Cami McCormick joined more than a dozen soldiers in Tacoma as they remembered the death, and celebrated the life of their "brother", Army Cpl. Brian L. Chevalier.

For one group of young soldiers, most of whom were seniors in high school when the U.S. invaded Iraq, the 5th anniversary is not about numbers, political speeches or military strategy.

More than a dozen troops based in Tacoma, Washington gathered recently to commemorate a very personal milestone of the war.

During their 15 month deployment to Iraq, the Bravo Company, 5/20 Infantry Battalion, 3rd Stryker Brigade out of Ft. Lewis was stationed first in Mosul, and then moved to Baghdad as the U.S. troop surge got underway.

From Baghdad, the company was ordered to the volatile Diyala province, one of the most dangerous parts of Iraq.

"We expected a big fight," said Spc. Alex Horton. "The IEDS were so intense and so big that we had to plan our missions around the main routes."

On March 14th, 2007, only two hours into their first day of operations in Diyala, a massive roadside bomb hit one of their Stryker vehicles. Army Cpl. Brian L. Chevalier, 21, was driving. He was killed on impact.

A year later, his young comrades, who come from Georgia, New York, Texas and Louisiana, gathered at an apartment near Tacoma to remember him with a toast.

"Rest in peace Chevy, here's to you buddy," they said as they raised their beer bottles. "Brothers for life."

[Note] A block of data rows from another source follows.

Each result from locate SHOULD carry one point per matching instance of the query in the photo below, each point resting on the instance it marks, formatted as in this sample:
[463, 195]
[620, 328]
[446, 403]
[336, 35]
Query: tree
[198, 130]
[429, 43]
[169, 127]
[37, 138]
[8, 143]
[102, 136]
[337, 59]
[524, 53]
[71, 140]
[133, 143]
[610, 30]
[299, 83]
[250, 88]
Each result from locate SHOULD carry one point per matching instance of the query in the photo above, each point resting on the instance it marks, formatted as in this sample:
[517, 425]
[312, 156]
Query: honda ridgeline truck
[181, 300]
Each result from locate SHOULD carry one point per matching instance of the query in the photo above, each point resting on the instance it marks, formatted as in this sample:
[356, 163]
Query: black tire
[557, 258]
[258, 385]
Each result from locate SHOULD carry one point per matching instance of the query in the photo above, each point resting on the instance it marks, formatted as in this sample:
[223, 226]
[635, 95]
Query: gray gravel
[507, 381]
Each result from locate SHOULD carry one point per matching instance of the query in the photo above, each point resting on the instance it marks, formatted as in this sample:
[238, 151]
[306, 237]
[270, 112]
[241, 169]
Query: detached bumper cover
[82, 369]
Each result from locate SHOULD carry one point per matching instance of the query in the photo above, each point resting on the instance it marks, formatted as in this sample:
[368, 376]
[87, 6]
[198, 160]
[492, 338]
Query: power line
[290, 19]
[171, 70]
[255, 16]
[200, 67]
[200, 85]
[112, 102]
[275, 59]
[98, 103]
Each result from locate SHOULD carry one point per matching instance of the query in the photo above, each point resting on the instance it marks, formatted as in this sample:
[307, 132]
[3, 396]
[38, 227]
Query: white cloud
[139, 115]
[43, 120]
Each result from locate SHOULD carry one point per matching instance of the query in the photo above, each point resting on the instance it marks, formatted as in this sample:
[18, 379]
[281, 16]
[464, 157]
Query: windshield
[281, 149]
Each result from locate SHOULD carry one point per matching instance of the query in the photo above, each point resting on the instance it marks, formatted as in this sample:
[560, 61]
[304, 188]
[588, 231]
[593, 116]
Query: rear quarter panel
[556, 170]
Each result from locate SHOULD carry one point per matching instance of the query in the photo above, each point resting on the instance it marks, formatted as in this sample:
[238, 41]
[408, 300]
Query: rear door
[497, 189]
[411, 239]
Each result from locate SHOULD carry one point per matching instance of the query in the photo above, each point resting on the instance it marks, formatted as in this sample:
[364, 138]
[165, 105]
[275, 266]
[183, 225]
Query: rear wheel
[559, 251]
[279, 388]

Sgt. Kyle Lund tells the group he's spoken to Chevy's mother in Georgia. "She's very proud of us, and even though she lost her son, she's very grateful to know that when he went he had friends like us by his side. She loves every one of us."

Some of the soldiers wiped tears from their eyes and the group headed for the door.

"We've mourned his death now let's go celebrate his life," one of them said as they piled into vehicles.

They made their way to the Thunderbird Lounge, a karaoke bar where some of them took to the stage to sing a song played at Chevy's memorial in Iraq. In the hours and days after he died they had little time to mourn. They were under fire, conducting missions and trying to avoid more roadside bombs.

"To the soldier on the ground, politics don't matter," says Lund. "The only tangible thing we can walk away with is that we brought our buddies home alive. We were there to protect each other and Chevy didn't make it. We failed at that."

"That was my brother," adds Spc. Bryan Winton. "We lived and worked and talked together. My number-one job was to take him home with me and it didn't happen, and that will probably stay with me for the rest of my life."

As U.S. casualties in Iraq approach 4,000 and the war enters its sixth year, the soldiers are divided on the importance of such landmarks.

"We're here tonight because it's not about 1, 2, 3, 4,000. It's about that one guy and the people that were around him. And there's 4,000 families out there thinking about that one guy," Lund said.

On the 5th anniversary of the invasion, they admit some soldiers are confused about their role in Iraq.

"It's not going to end anytime soon. We'll see a lot more anniversaries. It's just another one," says Horton.

Most important to them is their bond, formed during combat.

"You feel completely comfortable with people you served with, more than a brother, more than a father, more than any other relationship you ever had," says Horton, who has since left the military and hopes to start college.

Does he regret his war experience? No.

"Forty years of life experience crammed into three years. I learned a lot about life and death, what it means to be a friend and true dedication and commitment."